Century-old technology hack brought 20 trains to a halt in Poland

Recent cyberattacks against Polish State Railways lacked an essential feature. Rather than modern, cyber-based methods, saboteurs used old-fashioned radio to send stop signals, wreaking havoc on the state's transportation system. Two suspects were detained.

On Saturday night, hackers spoofed an unauthorized radio-stop signal to trains in the north-western Zachodniopomorskie province, according to Polish State Railways (PKP) and state-run Polish Press Agency (PPA).

Multiple stop signals halted approximately 20 trains, causing delays and standstills. According to the BBC, hackers also transmitted Russia’s national anthem and Russian President Vladimir Putin‘s speech.

Earlier in the week, a freight train and a regional passenger train were involved in a minor collision, and an inter-city train was de-railed in the northeast of Poland.

PKP stated that all passengers were safe, and services were resumed a few hours later.

Polish intelligence services have launched an investigation raising the possibility of sabotage.

Stanislaw Zaryn, the deputy coordinator of the intelligence services, told PPA that known attempts by Russia and Belarus to destabilize the Polish state have been going on for months.

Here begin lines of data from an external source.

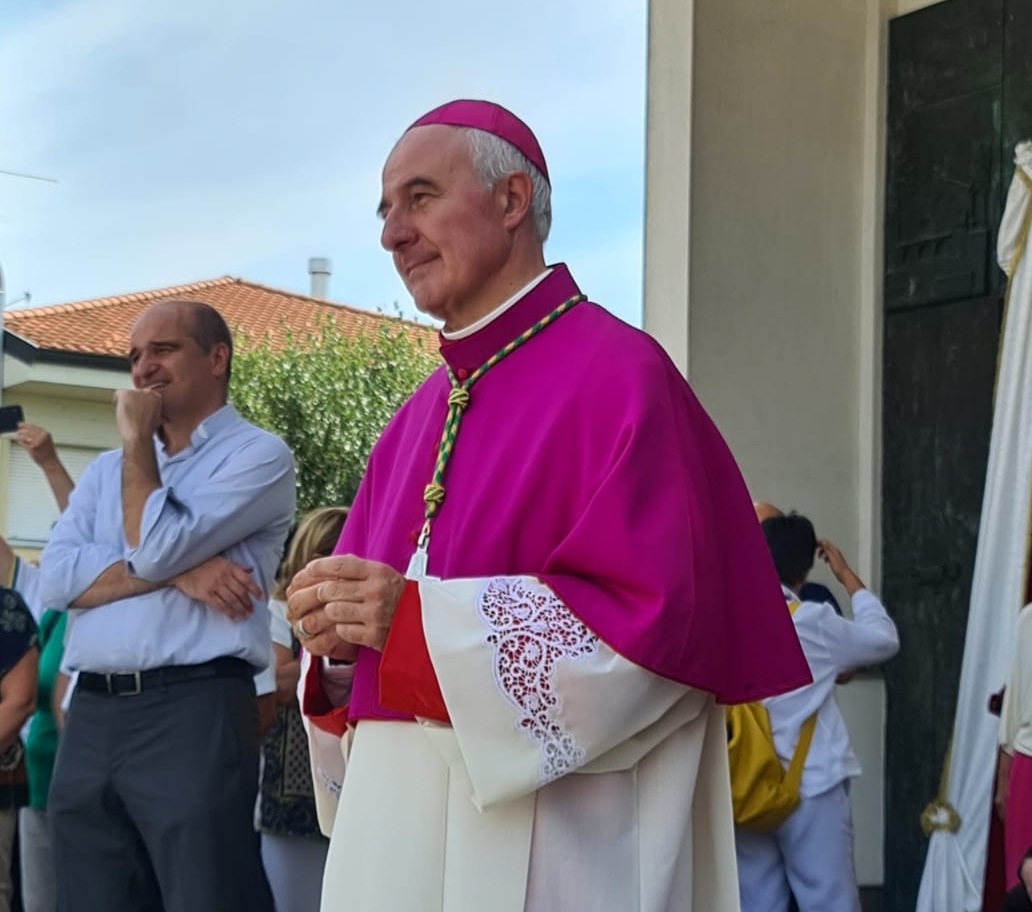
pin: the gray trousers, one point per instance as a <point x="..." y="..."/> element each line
<point x="38" y="879"/>
<point x="151" y="807"/>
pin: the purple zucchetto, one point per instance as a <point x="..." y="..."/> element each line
<point x="492" y="119"/>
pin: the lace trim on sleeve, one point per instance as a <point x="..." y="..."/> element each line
<point x="531" y="630"/>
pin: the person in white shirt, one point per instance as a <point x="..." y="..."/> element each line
<point x="810" y="854"/>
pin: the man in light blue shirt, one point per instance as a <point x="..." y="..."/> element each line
<point x="165" y="555"/>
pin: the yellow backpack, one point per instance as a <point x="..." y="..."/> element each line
<point x="763" y="792"/>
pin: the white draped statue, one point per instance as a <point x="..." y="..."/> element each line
<point x="959" y="818"/>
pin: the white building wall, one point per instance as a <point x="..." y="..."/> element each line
<point x="763" y="267"/>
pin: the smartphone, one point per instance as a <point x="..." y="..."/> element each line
<point x="10" y="418"/>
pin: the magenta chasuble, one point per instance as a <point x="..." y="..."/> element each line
<point x="584" y="459"/>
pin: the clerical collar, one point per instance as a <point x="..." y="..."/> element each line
<point x="497" y="312"/>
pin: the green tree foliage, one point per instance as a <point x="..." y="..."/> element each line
<point x="328" y="397"/>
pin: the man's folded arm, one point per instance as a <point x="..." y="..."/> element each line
<point x="251" y="491"/>
<point x="71" y="562"/>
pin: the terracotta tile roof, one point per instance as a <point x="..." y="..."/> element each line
<point x="101" y="326"/>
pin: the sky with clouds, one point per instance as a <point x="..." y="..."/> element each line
<point x="194" y="138"/>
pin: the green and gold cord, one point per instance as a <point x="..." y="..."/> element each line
<point x="458" y="401"/>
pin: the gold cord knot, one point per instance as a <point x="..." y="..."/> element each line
<point x="433" y="493"/>
<point x="458" y="397"/>
<point x="939" y="816"/>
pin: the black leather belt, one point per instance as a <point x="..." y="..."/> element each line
<point x="131" y="683"/>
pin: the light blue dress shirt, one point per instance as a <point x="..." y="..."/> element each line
<point x="230" y="492"/>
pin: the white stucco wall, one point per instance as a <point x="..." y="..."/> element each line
<point x="763" y="266"/>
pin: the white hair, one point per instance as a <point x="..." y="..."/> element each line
<point x="493" y="158"/>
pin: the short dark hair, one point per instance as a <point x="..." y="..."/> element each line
<point x="207" y="328"/>
<point x="793" y="545"/>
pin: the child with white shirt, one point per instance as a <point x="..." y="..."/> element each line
<point x="810" y="854"/>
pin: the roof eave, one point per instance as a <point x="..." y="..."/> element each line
<point x="30" y="353"/>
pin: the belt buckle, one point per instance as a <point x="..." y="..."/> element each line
<point x="136" y="682"/>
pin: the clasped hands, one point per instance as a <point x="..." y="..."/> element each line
<point x="341" y="603"/>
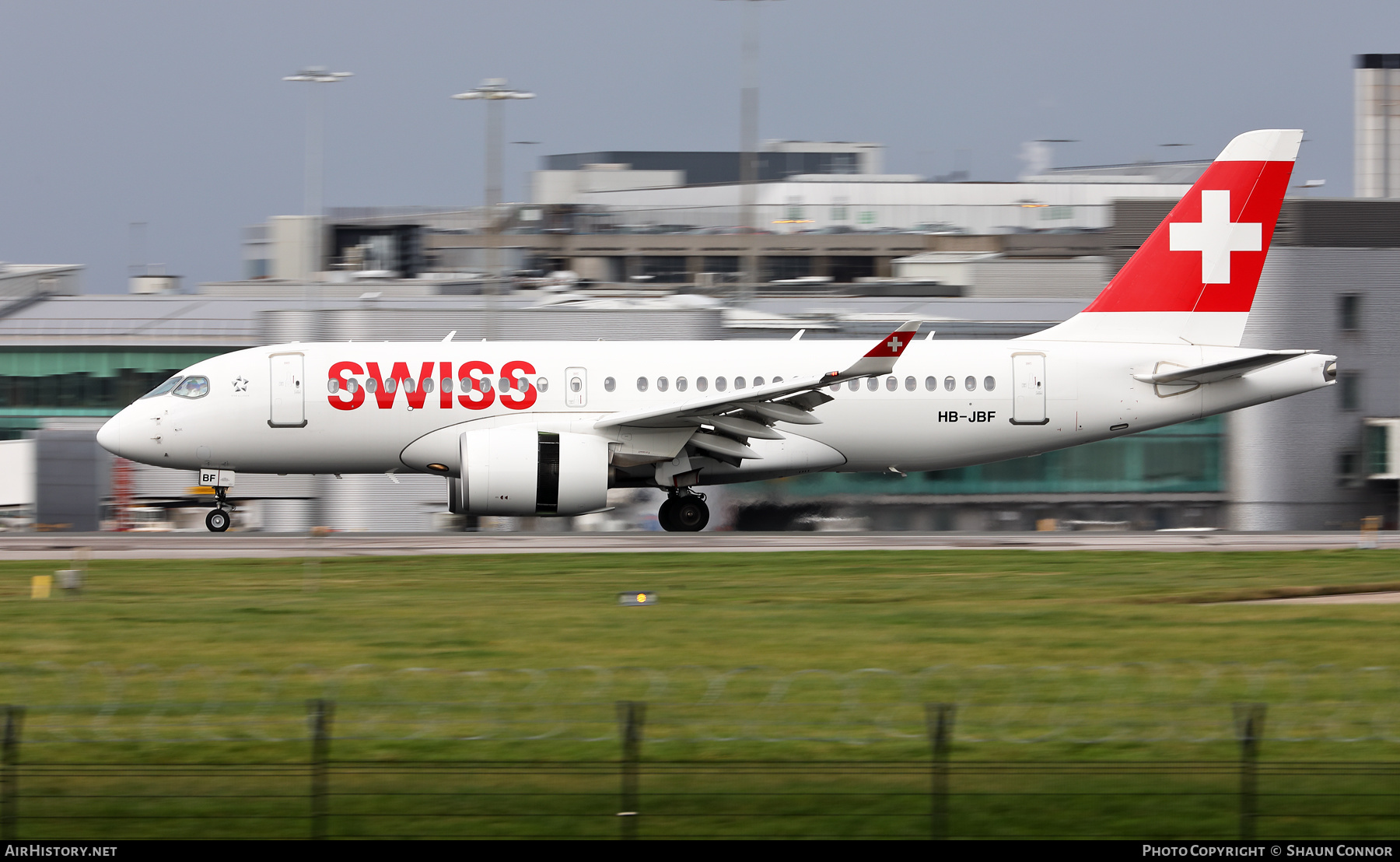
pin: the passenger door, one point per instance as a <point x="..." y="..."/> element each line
<point x="1028" y="388"/>
<point x="576" y="387"/>
<point x="289" y="391"/>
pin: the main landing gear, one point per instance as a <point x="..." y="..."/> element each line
<point x="219" y="520"/>
<point x="684" y="513"/>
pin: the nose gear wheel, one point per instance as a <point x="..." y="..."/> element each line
<point x="217" y="521"/>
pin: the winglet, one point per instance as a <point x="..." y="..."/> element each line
<point x="882" y="357"/>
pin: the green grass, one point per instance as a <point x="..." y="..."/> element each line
<point x="210" y="661"/>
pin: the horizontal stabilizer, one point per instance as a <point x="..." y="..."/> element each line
<point x="1221" y="371"/>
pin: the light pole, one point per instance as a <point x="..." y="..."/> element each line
<point x="749" y="133"/>
<point x="315" y="135"/>
<point x="493" y="91"/>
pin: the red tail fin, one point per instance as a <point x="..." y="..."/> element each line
<point x="1195" y="278"/>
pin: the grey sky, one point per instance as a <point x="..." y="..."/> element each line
<point x="173" y="110"/>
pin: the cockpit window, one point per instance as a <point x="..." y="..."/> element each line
<point x="164" y="387"/>
<point x="192" y="387"/>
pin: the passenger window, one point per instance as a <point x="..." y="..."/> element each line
<point x="196" y="387"/>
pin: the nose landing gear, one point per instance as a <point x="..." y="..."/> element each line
<point x="684" y="513"/>
<point x="219" y="520"/>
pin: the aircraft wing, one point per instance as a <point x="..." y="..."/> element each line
<point x="749" y="412"/>
<point x="1221" y="371"/>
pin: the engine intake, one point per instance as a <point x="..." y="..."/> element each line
<point x="521" y="471"/>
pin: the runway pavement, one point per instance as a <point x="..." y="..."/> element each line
<point x="209" y="546"/>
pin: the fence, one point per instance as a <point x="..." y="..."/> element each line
<point x="1141" y="703"/>
<point x="630" y="797"/>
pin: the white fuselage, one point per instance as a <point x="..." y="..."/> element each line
<point x="1087" y="388"/>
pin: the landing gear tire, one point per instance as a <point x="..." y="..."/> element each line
<point x="665" y="515"/>
<point x="217" y="521"/>
<point x="684" y="514"/>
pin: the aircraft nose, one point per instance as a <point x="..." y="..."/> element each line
<point x="110" y="436"/>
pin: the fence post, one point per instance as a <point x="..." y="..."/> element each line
<point x="632" y="716"/>
<point x="10" y="773"/>
<point x="321" y="713"/>
<point x="940" y="721"/>
<point x="1249" y="727"/>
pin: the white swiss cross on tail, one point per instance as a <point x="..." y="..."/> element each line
<point x="1216" y="237"/>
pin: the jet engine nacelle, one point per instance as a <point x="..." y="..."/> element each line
<point x="523" y="471"/>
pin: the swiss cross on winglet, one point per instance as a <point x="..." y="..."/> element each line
<point x="896" y="342"/>
<point x="881" y="359"/>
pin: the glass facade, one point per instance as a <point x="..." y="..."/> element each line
<point x="42" y="382"/>
<point x="1179" y="459"/>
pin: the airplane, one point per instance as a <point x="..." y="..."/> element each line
<point x="548" y="427"/>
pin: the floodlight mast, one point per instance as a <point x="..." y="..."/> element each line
<point x="749" y="136"/>
<point x="493" y="91"/>
<point x="315" y="131"/>
<point x="311" y="203"/>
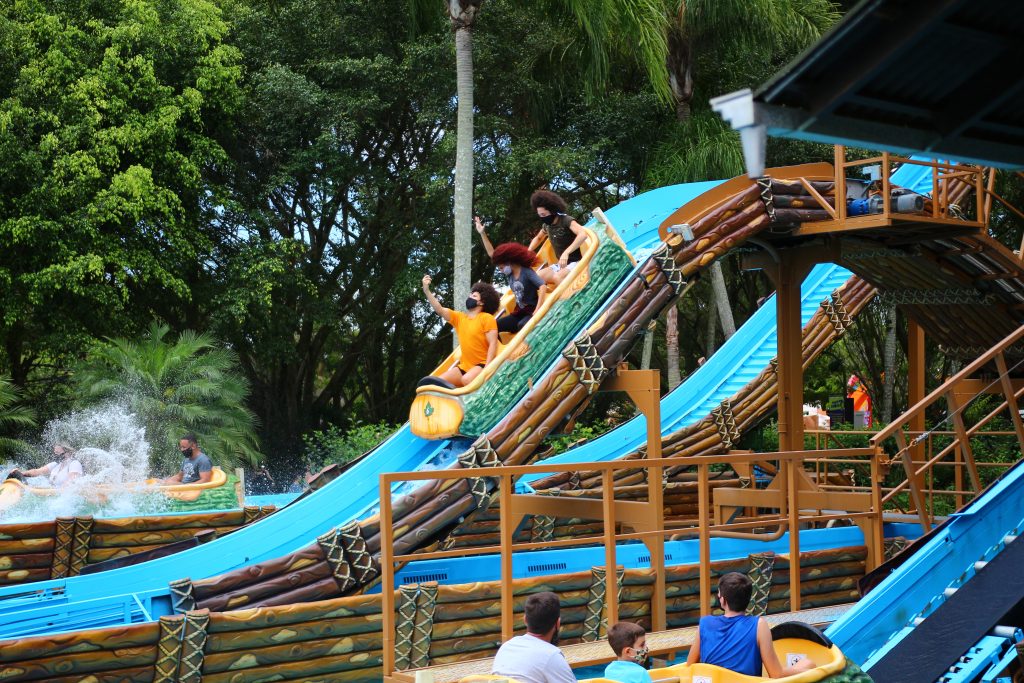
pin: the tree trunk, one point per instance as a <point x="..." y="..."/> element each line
<point x="680" y="66"/>
<point x="890" y="369"/>
<point x="722" y="300"/>
<point x="648" y="348"/>
<point x="710" y="330"/>
<point x="672" y="345"/>
<point x="462" y="272"/>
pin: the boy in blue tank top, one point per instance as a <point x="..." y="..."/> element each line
<point x="735" y="640"/>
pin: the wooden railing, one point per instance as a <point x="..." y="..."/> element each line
<point x="796" y="502"/>
<point x="951" y="391"/>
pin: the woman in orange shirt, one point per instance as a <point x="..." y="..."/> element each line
<point x="476" y="329"/>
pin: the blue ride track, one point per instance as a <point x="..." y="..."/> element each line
<point x="139" y="593"/>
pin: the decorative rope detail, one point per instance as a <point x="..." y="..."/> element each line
<point x="403" y="626"/>
<point x="767" y="197"/>
<point x="725" y="421"/>
<point x="586" y="361"/>
<point x="193" y="646"/>
<point x="893" y="547"/>
<point x="165" y="670"/>
<point x="423" y="629"/>
<point x="595" y="605"/>
<point x="61" y="547"/>
<point x="839" y="316"/>
<point x="667" y="264"/>
<point x="952" y="296"/>
<point x="182" y="595"/>
<point x="364" y="564"/>
<point x="481" y="454"/>
<point x="80" y="545"/>
<point x="544" y="528"/>
<point x="596" y="620"/>
<point x="762" y="567"/>
<point x="334" y="553"/>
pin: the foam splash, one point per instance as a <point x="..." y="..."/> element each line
<point x="111" y="444"/>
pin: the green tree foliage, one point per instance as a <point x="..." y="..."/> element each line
<point x="13" y="417"/>
<point x="186" y="385"/>
<point x="335" y="445"/>
<point x="105" y="108"/>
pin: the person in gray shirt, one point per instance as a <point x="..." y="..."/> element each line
<point x="196" y="465"/>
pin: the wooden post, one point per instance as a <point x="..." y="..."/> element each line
<point x="610" y="574"/>
<point x="875" y="539"/>
<point x="505" y="524"/>
<point x="643" y="387"/>
<point x="790" y="274"/>
<point x="961" y="428"/>
<point x="915" y="383"/>
<point x="839" y="163"/>
<point x="387" y="580"/>
<point x="704" y="520"/>
<point x="886" y="190"/>
<point x="793" y="486"/>
<point x="1011" y="396"/>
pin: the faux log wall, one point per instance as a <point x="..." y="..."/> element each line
<point x="61" y="548"/>
<point x="340" y="639"/>
<point x="343" y="561"/>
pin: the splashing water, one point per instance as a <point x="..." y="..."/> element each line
<point x="111" y="444"/>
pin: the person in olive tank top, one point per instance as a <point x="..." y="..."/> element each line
<point x="565" y="235"/>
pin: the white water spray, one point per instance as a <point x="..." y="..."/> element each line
<point x="111" y="444"/>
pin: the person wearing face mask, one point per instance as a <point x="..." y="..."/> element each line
<point x="735" y="640"/>
<point x="535" y="657"/>
<point x="565" y="235"/>
<point x="629" y="642"/>
<point x="515" y="261"/>
<point x="476" y="330"/>
<point x="65" y="469"/>
<point x="196" y="465"/>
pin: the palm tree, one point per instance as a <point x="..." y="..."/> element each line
<point x="602" y="28"/>
<point x="751" y="29"/>
<point x="188" y="385"/>
<point x="12" y="416"/>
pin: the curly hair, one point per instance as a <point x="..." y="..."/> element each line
<point x="514" y="253"/>
<point x="489" y="299"/>
<point x="549" y="201"/>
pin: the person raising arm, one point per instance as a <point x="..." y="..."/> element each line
<point x="476" y="330"/>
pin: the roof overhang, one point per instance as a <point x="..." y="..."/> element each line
<point x="941" y="77"/>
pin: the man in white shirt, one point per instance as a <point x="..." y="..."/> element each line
<point x="536" y="657"/>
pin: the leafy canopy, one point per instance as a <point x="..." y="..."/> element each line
<point x="186" y="385"/>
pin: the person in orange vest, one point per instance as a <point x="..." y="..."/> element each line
<point x="861" y="400"/>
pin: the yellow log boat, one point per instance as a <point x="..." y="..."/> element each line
<point x="12" y="491"/>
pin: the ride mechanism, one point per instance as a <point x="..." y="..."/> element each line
<point x="651" y="287"/>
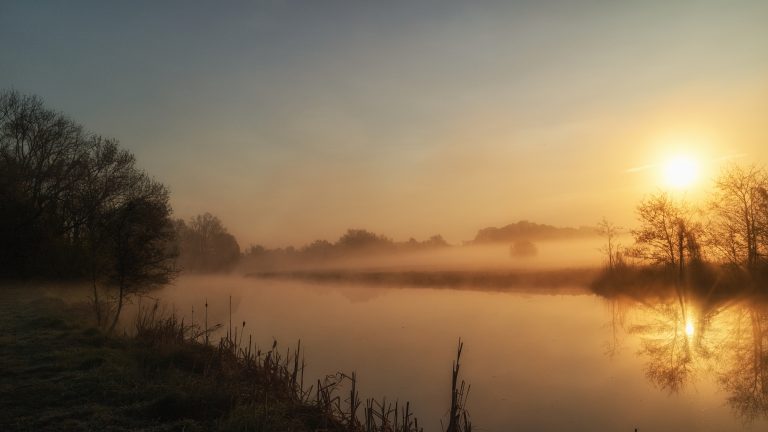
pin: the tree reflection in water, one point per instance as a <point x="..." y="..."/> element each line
<point x="685" y="337"/>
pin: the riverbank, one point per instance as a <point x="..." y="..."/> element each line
<point x="60" y="373"/>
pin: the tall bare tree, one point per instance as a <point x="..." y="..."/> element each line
<point x="667" y="232"/>
<point x="737" y="230"/>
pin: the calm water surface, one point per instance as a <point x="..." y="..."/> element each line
<point x="535" y="361"/>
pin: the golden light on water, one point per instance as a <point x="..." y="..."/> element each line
<point x="681" y="171"/>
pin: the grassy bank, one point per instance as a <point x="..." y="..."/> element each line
<point x="60" y="373"/>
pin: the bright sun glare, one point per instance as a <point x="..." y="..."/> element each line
<point x="689" y="329"/>
<point x="680" y="171"/>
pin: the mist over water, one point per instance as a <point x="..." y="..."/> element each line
<point x="553" y="360"/>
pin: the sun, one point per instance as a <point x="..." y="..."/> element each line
<point x="680" y="172"/>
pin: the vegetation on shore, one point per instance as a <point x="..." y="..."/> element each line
<point x="717" y="247"/>
<point x="61" y="373"/>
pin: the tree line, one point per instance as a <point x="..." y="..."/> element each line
<point x="353" y="243"/>
<point x="728" y="231"/>
<point x="75" y="205"/>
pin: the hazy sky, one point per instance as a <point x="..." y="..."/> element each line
<point x="296" y="120"/>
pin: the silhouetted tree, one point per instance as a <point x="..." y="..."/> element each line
<point x="358" y="239"/>
<point x="140" y="235"/>
<point x="610" y="231"/>
<point x="205" y="245"/>
<point x="667" y="232"/>
<point x="739" y="227"/>
<point x="74" y="204"/>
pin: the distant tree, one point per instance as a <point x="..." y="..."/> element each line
<point x="358" y="239"/>
<point x="667" y="232"/>
<point x="140" y="235"/>
<point x="523" y="249"/>
<point x="610" y="231"/>
<point x="205" y="244"/>
<point x="435" y="241"/>
<point x="739" y="227"/>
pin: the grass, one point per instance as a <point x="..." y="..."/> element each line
<point x="62" y="374"/>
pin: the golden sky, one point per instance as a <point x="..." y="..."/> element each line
<point x="296" y="120"/>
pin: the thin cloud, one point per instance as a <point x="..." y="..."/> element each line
<point x="640" y="168"/>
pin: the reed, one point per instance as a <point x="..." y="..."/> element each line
<point x="272" y="381"/>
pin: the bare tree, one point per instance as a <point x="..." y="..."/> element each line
<point x="666" y="233"/>
<point x="610" y="231"/>
<point x="737" y="230"/>
<point x="74" y="204"/>
<point x="141" y="235"/>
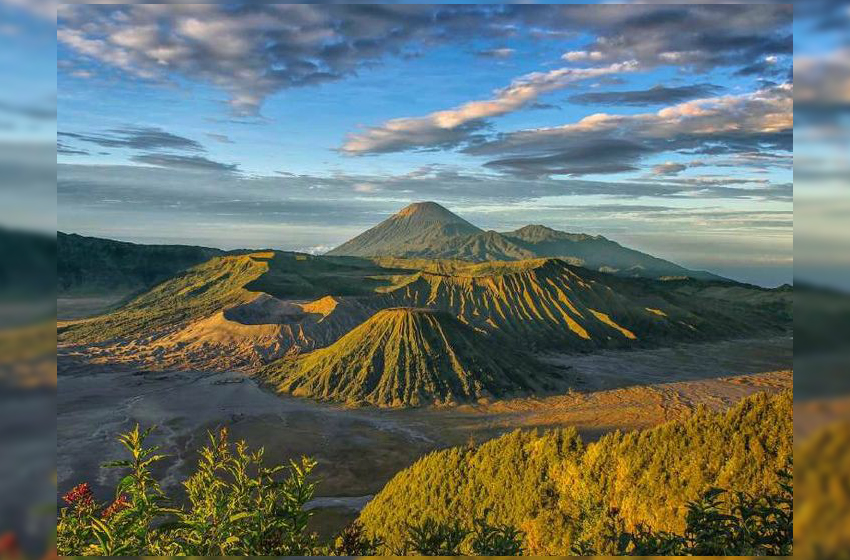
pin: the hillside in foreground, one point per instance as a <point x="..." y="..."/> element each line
<point x="428" y="230"/>
<point x="245" y="311"/>
<point x="408" y="357"/>
<point x="558" y="491"/>
<point x="90" y="265"/>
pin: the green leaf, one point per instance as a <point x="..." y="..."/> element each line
<point x="117" y="464"/>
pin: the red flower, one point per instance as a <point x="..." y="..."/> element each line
<point x="121" y="503"/>
<point x="80" y="496"/>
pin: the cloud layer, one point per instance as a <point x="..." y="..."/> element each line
<point x="255" y="50"/>
<point x="605" y="143"/>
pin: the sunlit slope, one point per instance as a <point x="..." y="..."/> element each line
<point x="195" y="293"/>
<point x="428" y="230"/>
<point x="408" y="357"/>
<point x="558" y="490"/>
<point x="414" y="231"/>
<point x="598" y="253"/>
<point x="547" y="303"/>
<point x="93" y="266"/>
<point x="212" y="301"/>
<point x="243" y="311"/>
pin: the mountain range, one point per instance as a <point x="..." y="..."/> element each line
<point x="428" y="230"/>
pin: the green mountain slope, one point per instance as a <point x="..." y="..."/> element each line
<point x="598" y="253"/>
<point x="427" y="230"/>
<point x="89" y="265"/>
<point x="414" y="231"/>
<point x="407" y="357"/>
<point x="558" y="491"/>
<point x="242" y="311"/>
<point x="547" y="303"/>
<point x="234" y="281"/>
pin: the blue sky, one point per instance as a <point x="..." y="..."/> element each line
<point x="665" y="128"/>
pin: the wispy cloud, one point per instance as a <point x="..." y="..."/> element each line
<point x="657" y="95"/>
<point x="137" y="138"/>
<point x="752" y="122"/>
<point x="259" y="49"/>
<point x="452" y="127"/>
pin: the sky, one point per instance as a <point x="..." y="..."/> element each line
<point x="666" y="128"/>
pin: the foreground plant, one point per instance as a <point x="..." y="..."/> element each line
<point x="744" y="525"/>
<point x="236" y="506"/>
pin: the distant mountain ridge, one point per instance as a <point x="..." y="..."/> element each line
<point x="428" y="230"/>
<point x="408" y="357"/>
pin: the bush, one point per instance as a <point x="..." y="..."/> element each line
<point x="744" y="525"/>
<point x="236" y="506"/>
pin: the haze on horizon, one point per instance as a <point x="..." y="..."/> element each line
<point x="299" y="126"/>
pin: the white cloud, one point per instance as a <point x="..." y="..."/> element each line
<point x="453" y="126"/>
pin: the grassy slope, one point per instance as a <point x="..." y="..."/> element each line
<point x="407" y="357"/>
<point x="92" y="266"/>
<point x="542" y="303"/>
<point x="195" y="293"/>
<point x="548" y="303"/>
<point x="558" y="491"/>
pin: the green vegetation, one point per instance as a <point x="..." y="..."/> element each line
<point x="427" y="230"/>
<point x="236" y="505"/>
<point x="559" y="492"/>
<point x="745" y="526"/>
<point x="195" y="293"/>
<point x="92" y="266"/>
<point x="408" y="357"/>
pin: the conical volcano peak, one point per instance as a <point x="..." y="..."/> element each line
<point x="429" y="211"/>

After train drivers reacted to received radio-stop signals, it took 1-7 minutes to confirm with rail traffic controllers that the situation presented no danger and to resume the journey.

Two suspects, both Polish citizens aged 24 and 29, were taken into custody in the eastern city of Bialystok, according to AFP. They’re suspected of illegally hacking into the national railway’s communications network and destabilizing the traffic. Polish authorities also seized radio equipment from their residence.

Poland is a central hub for the transit of Western weapons sent to Ukraine. This year, Poland's internal security service ABW arrested members of an alleged Russian spy ring, allegedly tasked with sabotaging railways and disrupting supplies.

A cheap radio transmitter is all that’s needed

The hackers used railway frequencies to transmit a signal that triggered the emergency stoppage of trains.

A simple and cheap radio transmitter is all that’s needed to spoof a radio command. In Poland, the communication on the railway network is carried out by an analog VHF 150 MHz system. The country is set to migrate to a newer digital encrypted alternative, the GSM-R system, by the end of 2024. An analog radio system lacks any encryption or authentication.

Lukasz Olejnik, a Polish-speaking independent cybersecurity researcher and consultant and author of the forthcoming book Philosophy of Cybersecurity, explained to Wired that hackers had to send a series of three acoustic tones at a 150.100 megahertz frequency that triggered the train’s emergency stop function.

According to him, anyone could do it, as the frequencies and tones are known, the equipment is cheap, and there are even YouTube videos and railway forums explaining the procedure.

The first use of radio to control trains dates back to the early 20th century.